黑衣人:“禀晋王,依属下看,恐怕皇上已经自顾不暇。”
李顾瑾:“何意?”
黑衣人:“自从李裴渊死后,皇上对地方上节度使的威慑力大不如前,有消息称,尤其是长安周围几位,恐有进攻之势,固急召晋王入长安以示威慑。”
李顾瑾不屑冷哼:“奸宦是当除,可他太急功近利!”
黑衣人低着头,不敢言语。
李顾瑾想了想,继续道:“罢了,既如此,今日那校尉便留他一命,让他把消息放出去。

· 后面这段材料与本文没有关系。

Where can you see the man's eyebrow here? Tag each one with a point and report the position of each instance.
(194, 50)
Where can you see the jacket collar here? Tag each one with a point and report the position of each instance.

”
“领命!”黑衣人像想起什么,他看了眼李顾瑾的神色,欲言又止。
李顾瑾凝眉:“有什么话,快说!”
黑衣人:“那位……沈娘子……属下见她确实是有些本事,说不定,当初那彪三的话,或许有几分可信,要不要……”
李顾瑾阴沉着脸道:“本王还不至于要靠一个女人打天下,下去吧!”
站在屏风后的李裴渊听完,垂下的眸子晦暗不明,只长长叹了口气,就着月色隐去了身形。
第二天,太阳高照,温热的阳光透过花窗打在沈玳的被子上,映射出漂亮的花纹。
藏在被子里的沈玳却久久不愿醒来,直到一阵锣鼓声远远传来,她才有些不耐烦地翻了个身。
惺忪的睡眼却在与李顾瑾对视的刹那猛地睁开,一瞬间的清醒让她条件反射般地坐了起来,并往后缩了缩。
她抱着被子惊慌失措道:“你……你什么时候进来的?”
李顾瑾:“本王敲门你未回应,以为你出了什么事才破门而入,不过,这么大动静都没惊醒沈娘子,看来沈娘子睡眠质量着实不错!”
“我……你……你……你出去!”沈玳红着脸将整个身子都缩在被子里,就连说话也有些语无伦次,只因她里面正穿着薄薄的一层纱衣。